As it has done for the past few months, the Cabinet Office of Japan reported that the nation's economy remains in a state of slow but steady recovery, according to Reuters. Yet signs indicate that it still cannot proceed past the challenge that has bedeviled it dating back to its periods of contraction: a persistent lack of inflation.
CNN Money reported that the responsibility of dealing with the inflation issue largely falls on the Bank of Japan, but the organization hasn't managed to meet this goal despite considerable efforts. For example, Haruhiko Kuroda, governor of the Nipponese national bank, bought government bonds en masse starting in 2013, and the bank thus owns more than 50 percent of Japan's bond market as of now. Intended to incite investment, the strategy didn't have a significant effect.
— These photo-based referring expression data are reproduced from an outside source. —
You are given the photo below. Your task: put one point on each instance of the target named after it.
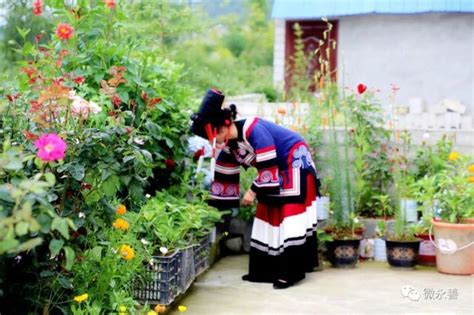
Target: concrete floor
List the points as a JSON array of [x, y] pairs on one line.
[[371, 288]]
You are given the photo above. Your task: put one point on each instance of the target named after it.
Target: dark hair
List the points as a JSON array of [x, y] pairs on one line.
[[228, 115]]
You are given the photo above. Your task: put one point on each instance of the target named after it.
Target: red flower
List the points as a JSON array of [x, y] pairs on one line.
[[116, 100], [170, 164], [38, 37], [38, 7], [29, 135], [64, 31], [198, 154], [13, 97], [361, 88], [85, 186], [35, 106], [110, 3], [154, 101], [79, 80]]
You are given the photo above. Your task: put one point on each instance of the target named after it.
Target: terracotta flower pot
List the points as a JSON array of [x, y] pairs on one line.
[[402, 254], [343, 253], [427, 253], [455, 247]]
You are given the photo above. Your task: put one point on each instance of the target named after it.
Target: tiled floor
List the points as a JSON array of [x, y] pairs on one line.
[[370, 288]]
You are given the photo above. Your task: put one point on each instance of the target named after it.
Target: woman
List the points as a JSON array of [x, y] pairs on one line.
[[284, 241]]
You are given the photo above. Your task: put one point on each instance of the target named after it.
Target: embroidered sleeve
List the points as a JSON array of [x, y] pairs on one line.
[[225, 190], [267, 180]]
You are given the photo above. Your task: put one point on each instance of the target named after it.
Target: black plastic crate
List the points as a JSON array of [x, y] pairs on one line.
[[201, 254], [161, 282], [186, 273]]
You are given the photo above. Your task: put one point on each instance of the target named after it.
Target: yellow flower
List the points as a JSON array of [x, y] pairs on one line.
[[453, 156], [470, 168], [126, 252], [121, 209], [160, 308], [81, 298], [121, 224], [281, 110]]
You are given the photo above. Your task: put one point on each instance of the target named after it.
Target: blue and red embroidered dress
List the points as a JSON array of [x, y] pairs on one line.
[[283, 242]]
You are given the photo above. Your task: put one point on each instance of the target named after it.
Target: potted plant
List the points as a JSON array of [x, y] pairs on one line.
[[324, 201], [380, 248], [402, 245], [454, 232], [343, 250], [425, 190]]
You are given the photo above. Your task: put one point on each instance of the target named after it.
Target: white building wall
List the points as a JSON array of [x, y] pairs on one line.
[[279, 54], [427, 55]]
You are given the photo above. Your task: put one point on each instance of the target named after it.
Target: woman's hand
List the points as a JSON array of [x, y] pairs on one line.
[[249, 198]]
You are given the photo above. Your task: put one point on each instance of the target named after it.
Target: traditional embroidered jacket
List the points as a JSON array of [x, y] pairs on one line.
[[281, 157]]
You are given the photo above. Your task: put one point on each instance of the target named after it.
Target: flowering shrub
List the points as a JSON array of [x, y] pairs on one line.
[[101, 118], [455, 189]]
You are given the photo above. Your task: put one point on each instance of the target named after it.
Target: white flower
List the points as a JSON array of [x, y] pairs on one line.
[[81, 107], [196, 143], [138, 141]]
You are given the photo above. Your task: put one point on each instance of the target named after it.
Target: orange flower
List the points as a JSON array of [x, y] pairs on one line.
[[121, 224], [281, 110], [470, 168], [121, 209], [325, 122], [126, 252], [64, 31], [453, 156], [160, 308], [110, 3]]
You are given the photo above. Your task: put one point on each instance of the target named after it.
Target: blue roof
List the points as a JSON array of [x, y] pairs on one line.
[[313, 9]]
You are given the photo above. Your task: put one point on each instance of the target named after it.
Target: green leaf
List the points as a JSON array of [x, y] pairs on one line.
[[28, 244], [64, 282], [50, 178], [60, 225], [70, 256], [78, 172], [111, 185], [7, 245], [55, 247], [96, 253], [169, 143], [23, 32], [128, 158], [21, 228]]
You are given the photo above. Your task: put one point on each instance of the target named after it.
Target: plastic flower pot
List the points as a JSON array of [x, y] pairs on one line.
[[161, 285], [427, 253], [380, 250], [323, 208], [201, 254], [402, 254], [343, 253], [409, 206], [454, 247]]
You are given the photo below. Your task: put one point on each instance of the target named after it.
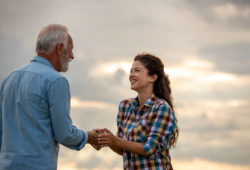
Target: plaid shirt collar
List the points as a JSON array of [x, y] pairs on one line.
[[149, 103]]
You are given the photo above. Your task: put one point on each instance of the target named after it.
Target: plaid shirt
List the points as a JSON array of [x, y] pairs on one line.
[[152, 126]]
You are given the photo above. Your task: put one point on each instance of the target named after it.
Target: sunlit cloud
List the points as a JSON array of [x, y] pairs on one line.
[[202, 72], [225, 11], [109, 68], [78, 103], [198, 164]]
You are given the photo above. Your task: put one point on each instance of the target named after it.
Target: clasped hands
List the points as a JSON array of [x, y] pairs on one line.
[[99, 138]]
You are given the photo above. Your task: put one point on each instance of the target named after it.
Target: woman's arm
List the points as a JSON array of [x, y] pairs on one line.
[[118, 144]]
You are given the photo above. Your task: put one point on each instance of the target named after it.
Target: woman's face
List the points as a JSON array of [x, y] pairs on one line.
[[139, 78]]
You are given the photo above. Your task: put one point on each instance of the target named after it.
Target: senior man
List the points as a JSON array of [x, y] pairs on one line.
[[35, 107]]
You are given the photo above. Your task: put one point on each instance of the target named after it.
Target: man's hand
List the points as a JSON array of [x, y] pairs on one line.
[[93, 138]]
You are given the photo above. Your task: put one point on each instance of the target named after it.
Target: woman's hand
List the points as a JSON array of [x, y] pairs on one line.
[[106, 138]]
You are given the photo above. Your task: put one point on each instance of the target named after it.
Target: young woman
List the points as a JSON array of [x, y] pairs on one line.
[[147, 125]]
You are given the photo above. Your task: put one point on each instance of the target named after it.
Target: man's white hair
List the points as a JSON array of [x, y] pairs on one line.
[[50, 36]]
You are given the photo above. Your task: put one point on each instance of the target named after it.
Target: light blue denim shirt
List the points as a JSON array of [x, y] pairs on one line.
[[35, 118]]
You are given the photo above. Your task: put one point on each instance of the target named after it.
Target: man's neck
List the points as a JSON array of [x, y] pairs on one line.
[[53, 59]]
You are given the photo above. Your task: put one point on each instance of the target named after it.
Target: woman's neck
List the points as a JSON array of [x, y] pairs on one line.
[[143, 96]]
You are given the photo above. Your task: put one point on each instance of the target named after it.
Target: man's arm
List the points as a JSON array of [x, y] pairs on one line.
[[59, 107]]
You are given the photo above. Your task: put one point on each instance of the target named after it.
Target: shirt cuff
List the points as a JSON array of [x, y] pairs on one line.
[[82, 143]]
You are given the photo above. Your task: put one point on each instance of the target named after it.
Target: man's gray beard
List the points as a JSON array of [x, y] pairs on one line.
[[64, 61]]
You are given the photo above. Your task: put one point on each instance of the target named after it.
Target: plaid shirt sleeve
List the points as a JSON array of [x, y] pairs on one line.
[[163, 124], [120, 118]]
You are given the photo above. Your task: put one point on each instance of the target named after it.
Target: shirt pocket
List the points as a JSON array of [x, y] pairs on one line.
[[141, 129]]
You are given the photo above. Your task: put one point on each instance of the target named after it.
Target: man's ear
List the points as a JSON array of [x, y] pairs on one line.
[[59, 48], [153, 78]]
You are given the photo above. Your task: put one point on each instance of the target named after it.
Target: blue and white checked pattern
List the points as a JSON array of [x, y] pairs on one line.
[[153, 126]]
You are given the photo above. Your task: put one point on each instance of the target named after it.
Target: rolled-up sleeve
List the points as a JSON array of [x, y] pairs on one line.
[[162, 125], [119, 121], [64, 131]]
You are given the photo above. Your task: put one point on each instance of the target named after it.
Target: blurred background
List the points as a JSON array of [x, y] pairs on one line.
[[205, 47]]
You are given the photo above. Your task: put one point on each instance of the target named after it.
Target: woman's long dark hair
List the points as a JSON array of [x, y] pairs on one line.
[[162, 84]]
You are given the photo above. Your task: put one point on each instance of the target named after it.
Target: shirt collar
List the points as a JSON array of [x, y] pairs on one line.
[[42, 60], [150, 102]]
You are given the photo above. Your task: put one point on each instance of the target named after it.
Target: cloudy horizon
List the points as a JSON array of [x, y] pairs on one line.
[[204, 46]]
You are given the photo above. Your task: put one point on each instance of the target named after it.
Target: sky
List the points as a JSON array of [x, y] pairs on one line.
[[204, 46]]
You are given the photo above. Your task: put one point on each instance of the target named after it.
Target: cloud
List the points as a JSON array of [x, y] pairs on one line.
[[204, 46], [229, 57]]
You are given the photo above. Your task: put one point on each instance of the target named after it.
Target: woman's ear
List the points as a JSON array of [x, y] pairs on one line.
[[153, 78]]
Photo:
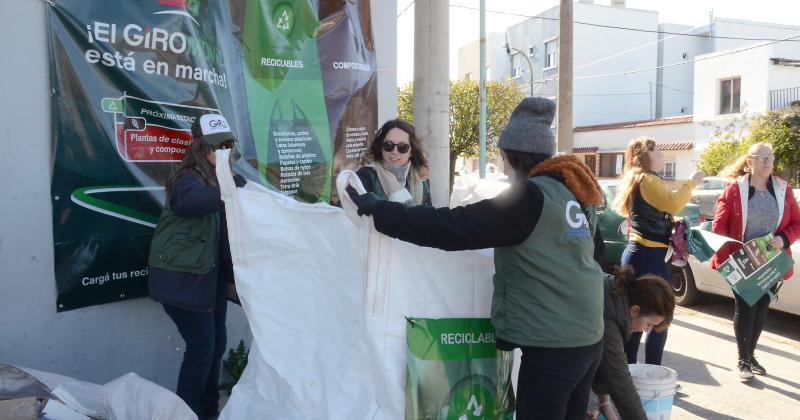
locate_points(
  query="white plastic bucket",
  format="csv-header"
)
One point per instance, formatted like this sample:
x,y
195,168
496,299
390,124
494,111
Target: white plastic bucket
x,y
656,387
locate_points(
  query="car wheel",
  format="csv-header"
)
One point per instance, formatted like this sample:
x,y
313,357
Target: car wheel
x,y
683,286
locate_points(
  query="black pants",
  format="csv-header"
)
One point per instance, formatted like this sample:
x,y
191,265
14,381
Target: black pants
x,y
205,336
748,322
555,383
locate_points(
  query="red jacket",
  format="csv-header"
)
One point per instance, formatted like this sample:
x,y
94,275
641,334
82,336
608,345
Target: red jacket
x,y
730,216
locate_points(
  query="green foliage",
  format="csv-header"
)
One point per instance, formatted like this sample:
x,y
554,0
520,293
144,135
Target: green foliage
x,y
234,365
721,152
781,129
501,99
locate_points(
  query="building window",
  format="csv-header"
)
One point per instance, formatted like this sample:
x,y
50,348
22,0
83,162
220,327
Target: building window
x,y
591,162
730,95
611,164
669,170
551,53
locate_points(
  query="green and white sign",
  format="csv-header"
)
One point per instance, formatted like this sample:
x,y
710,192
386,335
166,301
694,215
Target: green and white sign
x,y
295,79
455,371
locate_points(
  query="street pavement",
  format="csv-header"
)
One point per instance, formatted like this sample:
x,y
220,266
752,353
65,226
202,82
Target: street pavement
x,y
701,347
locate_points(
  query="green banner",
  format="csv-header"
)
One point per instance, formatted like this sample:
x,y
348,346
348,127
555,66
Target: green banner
x,y
295,79
755,269
455,371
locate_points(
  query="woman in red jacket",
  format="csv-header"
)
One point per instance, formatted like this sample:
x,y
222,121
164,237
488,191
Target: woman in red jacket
x,y
754,204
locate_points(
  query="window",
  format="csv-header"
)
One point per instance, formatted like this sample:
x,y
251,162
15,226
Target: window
x,y
669,170
611,164
730,95
551,53
590,161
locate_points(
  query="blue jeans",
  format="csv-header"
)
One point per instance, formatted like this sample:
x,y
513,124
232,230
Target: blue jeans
x,y
205,337
646,260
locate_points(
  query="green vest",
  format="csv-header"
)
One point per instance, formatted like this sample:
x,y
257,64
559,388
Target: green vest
x,y
185,244
548,290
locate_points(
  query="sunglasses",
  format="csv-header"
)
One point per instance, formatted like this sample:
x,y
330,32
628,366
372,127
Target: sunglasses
x,y
226,145
761,158
388,146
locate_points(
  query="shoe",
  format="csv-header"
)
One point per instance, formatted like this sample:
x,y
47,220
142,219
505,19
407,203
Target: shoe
x,y
745,373
756,367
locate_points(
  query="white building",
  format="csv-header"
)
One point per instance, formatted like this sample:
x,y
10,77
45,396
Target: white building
x,y
497,65
729,87
597,49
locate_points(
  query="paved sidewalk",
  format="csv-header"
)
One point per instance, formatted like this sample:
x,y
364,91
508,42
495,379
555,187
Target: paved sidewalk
x,y
701,347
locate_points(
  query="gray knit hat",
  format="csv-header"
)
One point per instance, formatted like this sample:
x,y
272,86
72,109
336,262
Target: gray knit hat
x,y
528,129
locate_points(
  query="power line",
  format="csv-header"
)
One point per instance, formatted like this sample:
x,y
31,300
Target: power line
x,y
404,10
626,28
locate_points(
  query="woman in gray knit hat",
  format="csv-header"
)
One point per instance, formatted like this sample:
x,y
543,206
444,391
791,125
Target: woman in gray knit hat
x,y
548,291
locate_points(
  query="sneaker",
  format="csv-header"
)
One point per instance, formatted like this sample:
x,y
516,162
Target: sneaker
x,y
745,373
756,367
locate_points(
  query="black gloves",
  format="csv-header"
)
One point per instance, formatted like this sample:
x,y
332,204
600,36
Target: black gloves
x,y
365,203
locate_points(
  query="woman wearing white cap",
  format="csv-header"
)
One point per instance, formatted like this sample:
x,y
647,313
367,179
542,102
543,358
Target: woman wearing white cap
x,y
190,264
548,288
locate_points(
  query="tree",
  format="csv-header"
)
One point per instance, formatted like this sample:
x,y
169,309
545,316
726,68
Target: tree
x,y
501,99
781,129
728,142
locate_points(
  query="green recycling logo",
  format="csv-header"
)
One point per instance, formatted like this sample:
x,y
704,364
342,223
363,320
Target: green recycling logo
x,y
471,402
283,18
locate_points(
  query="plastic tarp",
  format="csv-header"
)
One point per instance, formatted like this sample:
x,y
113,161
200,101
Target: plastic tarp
x,y
326,297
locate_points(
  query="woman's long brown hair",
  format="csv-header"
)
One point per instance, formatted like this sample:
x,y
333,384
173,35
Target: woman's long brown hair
x,y
637,164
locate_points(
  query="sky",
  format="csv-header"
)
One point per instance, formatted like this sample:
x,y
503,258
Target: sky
x,y
686,12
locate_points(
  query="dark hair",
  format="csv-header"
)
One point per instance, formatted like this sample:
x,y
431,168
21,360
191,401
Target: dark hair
x,y
523,162
419,160
650,292
194,159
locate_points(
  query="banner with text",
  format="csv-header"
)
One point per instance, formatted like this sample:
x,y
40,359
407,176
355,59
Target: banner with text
x,y
296,80
454,371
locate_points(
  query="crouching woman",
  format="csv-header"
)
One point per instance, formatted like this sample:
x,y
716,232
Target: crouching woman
x,y
631,304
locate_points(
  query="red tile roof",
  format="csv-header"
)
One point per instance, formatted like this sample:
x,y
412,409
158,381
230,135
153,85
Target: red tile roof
x,y
634,124
685,145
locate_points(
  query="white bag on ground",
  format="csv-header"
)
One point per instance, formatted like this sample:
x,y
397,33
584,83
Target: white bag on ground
x,y
327,301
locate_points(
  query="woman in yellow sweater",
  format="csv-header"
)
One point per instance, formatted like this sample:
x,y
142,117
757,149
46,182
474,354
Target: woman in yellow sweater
x,y
649,204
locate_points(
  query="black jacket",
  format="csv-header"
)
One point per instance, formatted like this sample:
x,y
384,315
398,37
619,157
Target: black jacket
x,y
191,198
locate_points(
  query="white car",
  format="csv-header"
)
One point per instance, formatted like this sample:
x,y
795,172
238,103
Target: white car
x,y
696,278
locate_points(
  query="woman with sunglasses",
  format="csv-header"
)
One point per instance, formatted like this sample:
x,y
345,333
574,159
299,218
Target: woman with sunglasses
x,y
190,264
650,205
755,203
395,167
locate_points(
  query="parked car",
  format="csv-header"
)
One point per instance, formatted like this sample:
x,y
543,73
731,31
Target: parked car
x,y
696,278
706,194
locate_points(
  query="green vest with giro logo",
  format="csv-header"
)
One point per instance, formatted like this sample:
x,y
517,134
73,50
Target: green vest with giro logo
x,y
548,290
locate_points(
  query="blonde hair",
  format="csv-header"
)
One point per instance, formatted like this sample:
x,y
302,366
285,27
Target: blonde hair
x,y
739,166
637,164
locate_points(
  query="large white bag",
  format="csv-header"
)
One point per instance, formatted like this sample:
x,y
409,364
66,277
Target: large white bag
x,y
327,298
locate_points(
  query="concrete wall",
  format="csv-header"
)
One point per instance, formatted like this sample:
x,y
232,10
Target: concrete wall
x,y
497,60
99,343
598,51
674,85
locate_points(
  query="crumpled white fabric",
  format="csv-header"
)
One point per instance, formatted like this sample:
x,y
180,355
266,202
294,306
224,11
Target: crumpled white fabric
x,y
326,297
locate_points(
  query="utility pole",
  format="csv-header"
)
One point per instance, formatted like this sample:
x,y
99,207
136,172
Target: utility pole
x,y
482,90
564,98
432,91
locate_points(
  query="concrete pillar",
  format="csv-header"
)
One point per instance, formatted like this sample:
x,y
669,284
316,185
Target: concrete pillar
x,y
432,91
564,118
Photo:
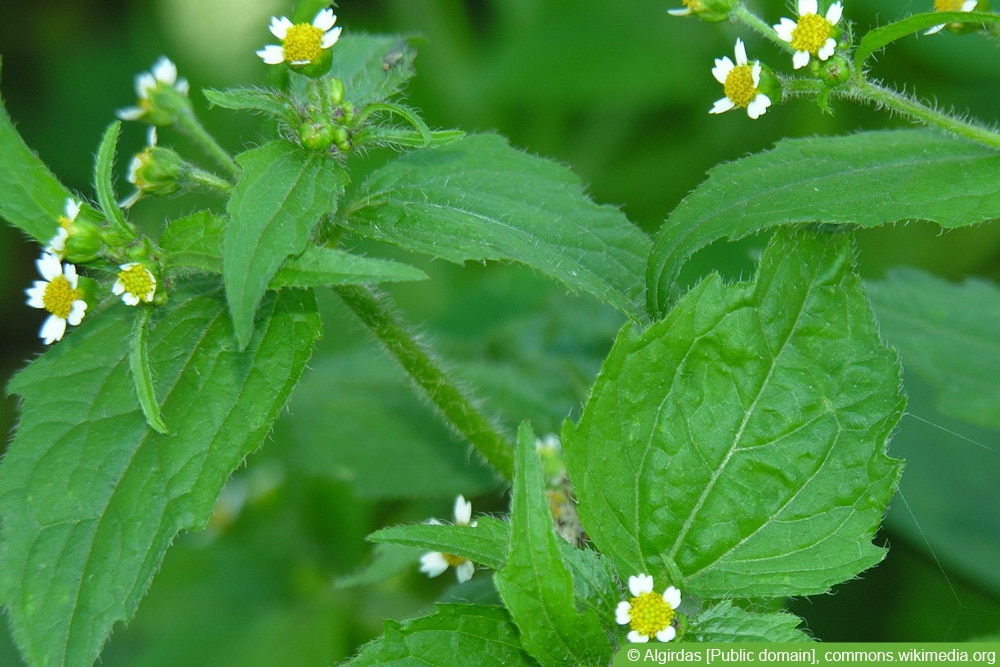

Driving down interest rates also did little to address the issue.
Prices that have steadily fallen since the mid-1990s - when Japan's economy was last dominant - are arguably the biggest persistent contributor to the country's inflation problem, due to their propensity for the discouragement of spending. Takuji Okubo, managing director at the Japan Macro Advisors financial consultancy firm, elaborated on how this issue manifests itself societally.
"If you're 40 years old, you've spent half of your life in a world where prices tend to fall rather than increase," Okubo said, according to CNN Money.
He also stressed that if the government did not figure out a way to naturally incite inflation within the next few years, it could lead to a full-blown recession. That would necessitate emergency economic stimulus measures that could have detrimental long-term effects, such as delivering stimulus cash directly to Japanese citizens. Okubo and like-minded Japanese economists believe strategies to strengthen the company's labor market will be most helpful in bringing about real reform.